Patient anger over hospital parking fees is not new. People in the United Kingdom, Australia, and Canada often criticize the parking charges, considering the rest of their care at the point of service is free.

“It’s disgraceful to charge those who are critically ill, those who take someone injured or ill to a hospital, or those who are visiting terminally ill,” one person told a local U.K. newspaper this past September after the local hospital brought back parking fees that had been suspended throughout the Covid-19 pandemic.

Other research in the U.S. has similarly found hospital parking prices contribute to what’s known as “financial toxicity” — the idea that having a serious illness like cancer is stressful and costly on its own, and only made worse when people may have to cope with other expenses like travel while potentially missing work and losing income.

Many community hospitals in rural and suburban areas of the U.S. don’t charge anything for parking. But if people need or want more specialized care in a larger city, where parking is more scarce, they often will encounter some kind of parking fee. And if a loved one is stuck in the hospital for days, weeks, or months, hospitals can saddle families and visitors with hundreds if not thousands of dollars in parking costs.

Mirroring the study’s findings in Canada, parking fees are usually higher in U.S. cities that have higher costs of living. Parking rates for New York hospitals are often $30 or more per day. Houston Methodist charges $7 for a visit that lasts fewer than three hours and $13 maximum per day. Indiana University Health’s main hospital in Indianapolis charges $5 for visits under two hours and $18 for a full day. The University of California Irvine Medical Center charges $1 for every 20 minutes, which maxes out at $16 per day. Baylor University Medical Center in Dallas charges a daily maximum of $5. Parking is free at Detroit Medical Center.

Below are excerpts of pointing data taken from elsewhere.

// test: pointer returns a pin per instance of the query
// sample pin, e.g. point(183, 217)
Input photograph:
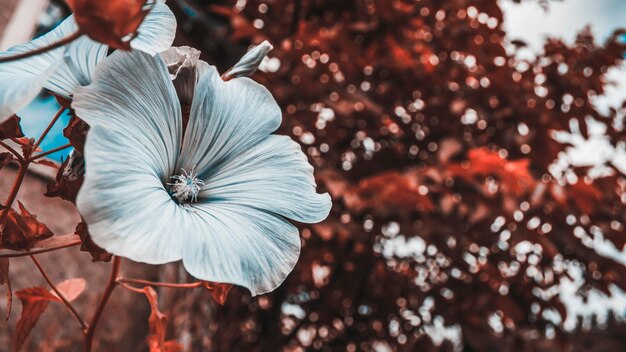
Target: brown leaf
point(34, 300)
point(11, 128)
point(88, 245)
point(112, 22)
point(219, 291)
point(70, 288)
point(21, 231)
point(76, 133)
point(157, 323)
point(4, 279)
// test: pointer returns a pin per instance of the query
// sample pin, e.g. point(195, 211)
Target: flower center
point(186, 186)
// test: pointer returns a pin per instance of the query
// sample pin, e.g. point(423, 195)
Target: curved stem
point(159, 284)
point(89, 333)
point(45, 132)
point(67, 303)
point(52, 46)
point(16, 185)
point(48, 152)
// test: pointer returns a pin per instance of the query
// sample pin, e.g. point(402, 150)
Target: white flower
point(217, 198)
point(63, 69)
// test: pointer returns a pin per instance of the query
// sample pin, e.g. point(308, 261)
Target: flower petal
point(157, 31)
point(226, 119)
point(127, 208)
point(22, 80)
point(132, 94)
point(78, 66)
point(274, 176)
point(130, 154)
point(229, 243)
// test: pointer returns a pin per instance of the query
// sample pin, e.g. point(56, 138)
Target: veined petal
point(235, 244)
point(226, 119)
point(127, 208)
point(78, 66)
point(273, 176)
point(132, 95)
point(157, 31)
point(22, 80)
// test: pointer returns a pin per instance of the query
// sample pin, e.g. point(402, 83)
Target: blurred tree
point(452, 229)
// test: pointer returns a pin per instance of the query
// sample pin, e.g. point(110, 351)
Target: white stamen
point(186, 186)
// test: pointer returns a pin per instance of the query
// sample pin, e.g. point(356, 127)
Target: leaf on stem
point(112, 22)
point(70, 289)
point(4, 279)
point(35, 300)
point(88, 245)
point(11, 128)
point(21, 231)
point(5, 159)
point(157, 323)
point(219, 292)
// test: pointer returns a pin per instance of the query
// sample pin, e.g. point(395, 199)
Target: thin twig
point(159, 284)
point(67, 303)
point(42, 50)
point(130, 287)
point(45, 132)
point(48, 152)
point(89, 333)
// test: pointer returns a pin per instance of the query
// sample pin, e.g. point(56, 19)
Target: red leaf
point(387, 192)
point(11, 128)
point(21, 231)
point(219, 292)
point(34, 300)
point(157, 323)
point(70, 289)
point(5, 159)
point(514, 176)
point(110, 22)
point(88, 245)
point(4, 279)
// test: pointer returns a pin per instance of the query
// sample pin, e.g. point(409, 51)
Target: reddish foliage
point(424, 94)
point(5, 280)
point(21, 231)
point(219, 292)
point(87, 244)
point(35, 300)
point(110, 22)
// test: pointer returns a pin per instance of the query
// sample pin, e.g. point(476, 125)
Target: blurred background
point(476, 154)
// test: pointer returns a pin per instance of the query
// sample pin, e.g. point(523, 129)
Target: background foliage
point(450, 230)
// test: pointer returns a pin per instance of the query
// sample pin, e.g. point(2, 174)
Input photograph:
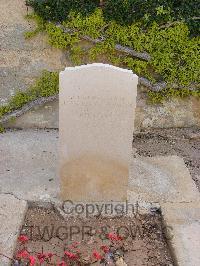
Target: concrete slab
point(183, 223)
point(12, 212)
point(161, 179)
point(28, 161)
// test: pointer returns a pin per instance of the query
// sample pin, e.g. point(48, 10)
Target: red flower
point(62, 263)
point(23, 254)
point(71, 255)
point(50, 255)
point(23, 239)
point(41, 257)
point(105, 249)
point(114, 237)
point(97, 255)
point(32, 260)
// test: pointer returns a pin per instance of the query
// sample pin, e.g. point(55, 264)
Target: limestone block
point(96, 123)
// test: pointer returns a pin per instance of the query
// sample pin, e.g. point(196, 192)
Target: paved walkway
point(28, 171)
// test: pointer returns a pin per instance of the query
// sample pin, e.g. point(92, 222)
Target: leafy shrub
point(58, 10)
point(159, 11)
point(44, 86)
point(124, 11)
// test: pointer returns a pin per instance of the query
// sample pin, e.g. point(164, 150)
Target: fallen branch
point(16, 113)
point(159, 86)
point(124, 49)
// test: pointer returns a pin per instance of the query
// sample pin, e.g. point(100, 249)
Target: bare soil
point(184, 142)
point(141, 241)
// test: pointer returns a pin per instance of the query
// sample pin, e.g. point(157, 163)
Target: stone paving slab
point(28, 161)
point(161, 179)
point(12, 213)
point(183, 223)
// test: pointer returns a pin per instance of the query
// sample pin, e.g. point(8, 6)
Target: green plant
point(44, 86)
point(57, 10)
point(124, 11)
point(175, 56)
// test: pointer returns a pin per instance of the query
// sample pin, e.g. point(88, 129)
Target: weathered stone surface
point(28, 164)
point(161, 179)
point(39, 117)
point(183, 226)
point(22, 60)
point(183, 113)
point(96, 121)
point(12, 212)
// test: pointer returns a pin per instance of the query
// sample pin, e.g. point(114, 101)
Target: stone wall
point(23, 60)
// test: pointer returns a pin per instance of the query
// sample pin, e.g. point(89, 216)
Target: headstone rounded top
point(98, 65)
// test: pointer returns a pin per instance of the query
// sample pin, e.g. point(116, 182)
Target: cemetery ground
point(94, 241)
point(37, 182)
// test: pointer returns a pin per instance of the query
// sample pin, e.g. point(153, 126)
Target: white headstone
point(96, 124)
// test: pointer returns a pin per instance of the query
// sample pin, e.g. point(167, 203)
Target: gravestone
point(96, 123)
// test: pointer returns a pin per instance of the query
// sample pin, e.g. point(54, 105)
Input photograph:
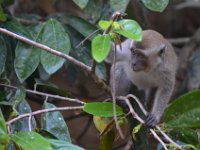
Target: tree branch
point(8, 123)
point(46, 48)
point(47, 95)
point(145, 112)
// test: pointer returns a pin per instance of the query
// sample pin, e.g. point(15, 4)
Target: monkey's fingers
point(150, 121)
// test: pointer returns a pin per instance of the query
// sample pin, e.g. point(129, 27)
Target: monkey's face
point(139, 61)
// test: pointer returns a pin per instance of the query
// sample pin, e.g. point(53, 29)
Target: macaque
point(148, 64)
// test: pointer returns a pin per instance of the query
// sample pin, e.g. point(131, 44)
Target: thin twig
point(29, 123)
point(167, 137)
point(93, 66)
point(135, 115)
point(114, 97)
point(47, 95)
point(176, 41)
point(85, 128)
point(159, 139)
point(138, 102)
point(157, 127)
point(47, 49)
point(8, 123)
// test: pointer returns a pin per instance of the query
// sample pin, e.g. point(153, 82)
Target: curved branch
point(8, 123)
point(46, 48)
point(47, 95)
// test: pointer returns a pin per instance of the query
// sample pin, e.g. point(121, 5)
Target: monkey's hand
point(151, 121)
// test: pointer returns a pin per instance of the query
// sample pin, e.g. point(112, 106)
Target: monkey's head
point(145, 59)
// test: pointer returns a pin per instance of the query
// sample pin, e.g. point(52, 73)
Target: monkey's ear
point(162, 50)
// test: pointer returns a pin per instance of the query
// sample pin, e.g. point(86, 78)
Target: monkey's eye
point(133, 51)
point(162, 51)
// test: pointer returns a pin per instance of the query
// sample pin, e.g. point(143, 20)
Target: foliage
point(28, 66)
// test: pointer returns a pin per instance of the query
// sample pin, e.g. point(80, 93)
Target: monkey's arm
point(122, 83)
point(162, 97)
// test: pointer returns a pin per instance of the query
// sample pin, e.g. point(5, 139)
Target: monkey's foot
point(151, 121)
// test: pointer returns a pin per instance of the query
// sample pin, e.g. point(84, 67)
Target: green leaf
point(55, 37)
point(184, 111)
point(52, 88)
point(23, 124)
point(107, 141)
point(2, 15)
point(16, 27)
point(83, 54)
point(54, 123)
point(80, 25)
point(63, 145)
point(28, 57)
point(156, 5)
point(100, 47)
point(3, 129)
point(4, 137)
point(119, 5)
point(101, 122)
point(103, 109)
point(31, 141)
point(130, 29)
point(3, 54)
point(185, 135)
point(81, 3)
point(103, 24)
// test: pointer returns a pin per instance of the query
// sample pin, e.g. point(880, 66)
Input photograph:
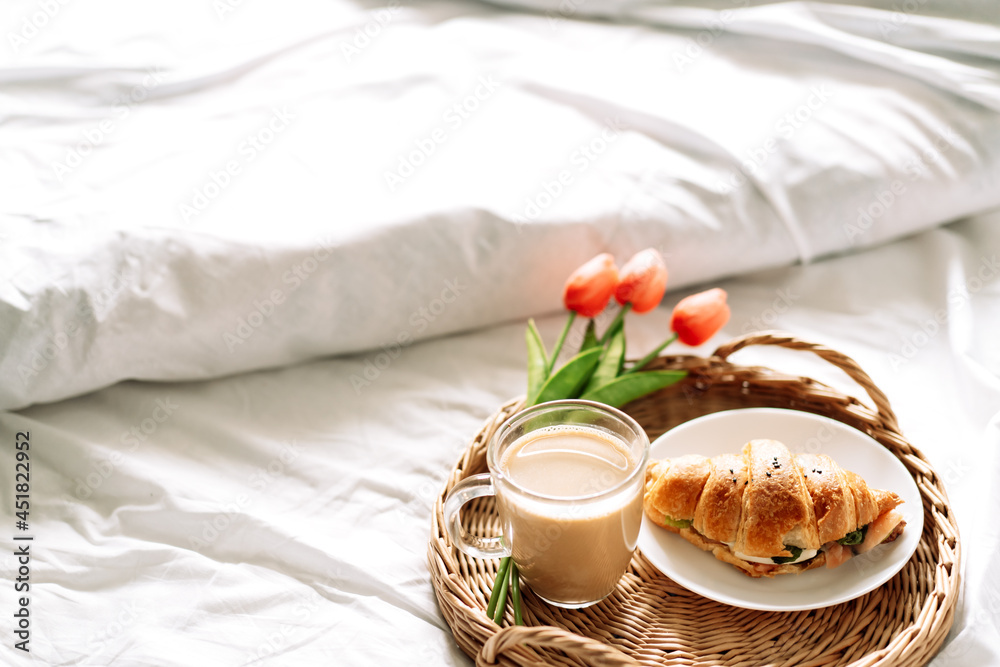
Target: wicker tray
point(651, 620)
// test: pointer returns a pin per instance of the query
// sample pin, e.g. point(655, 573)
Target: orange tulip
point(589, 288)
point(643, 281)
point(700, 316)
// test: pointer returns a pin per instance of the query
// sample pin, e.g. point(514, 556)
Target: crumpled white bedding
point(282, 516)
point(224, 186)
point(213, 198)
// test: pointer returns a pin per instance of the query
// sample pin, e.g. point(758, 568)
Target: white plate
point(728, 431)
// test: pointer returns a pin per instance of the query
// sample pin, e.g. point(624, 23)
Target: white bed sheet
point(198, 500)
point(194, 192)
point(282, 517)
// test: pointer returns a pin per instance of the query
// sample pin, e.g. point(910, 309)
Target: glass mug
point(568, 478)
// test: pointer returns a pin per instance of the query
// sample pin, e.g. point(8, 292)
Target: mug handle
point(474, 486)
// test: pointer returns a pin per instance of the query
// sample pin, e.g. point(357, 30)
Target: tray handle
point(838, 359)
point(589, 651)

Rush University Medical Center in Chicago recently hiked its parking prices, saying on its website that the “slight increase in rates will allow Rush to continue to improve the parking experience for our patients and visitors.” Rush’s parking costs $20 for staying overnight, and parking for less than two hours costs $10. “Special parking arrangements may be possible for long-term patients,” according to Rush’s website.

Some possible solutions, according to Al Balushi and his colleagues, include screening patients to see if they qualify for travel vouchers or waived parking fees — which some nonprofit groups provide. Given the hurdles patients already face in getting treatment, parking shouldn’t be one of them. “It’s ridiculous,” Al Balushi said.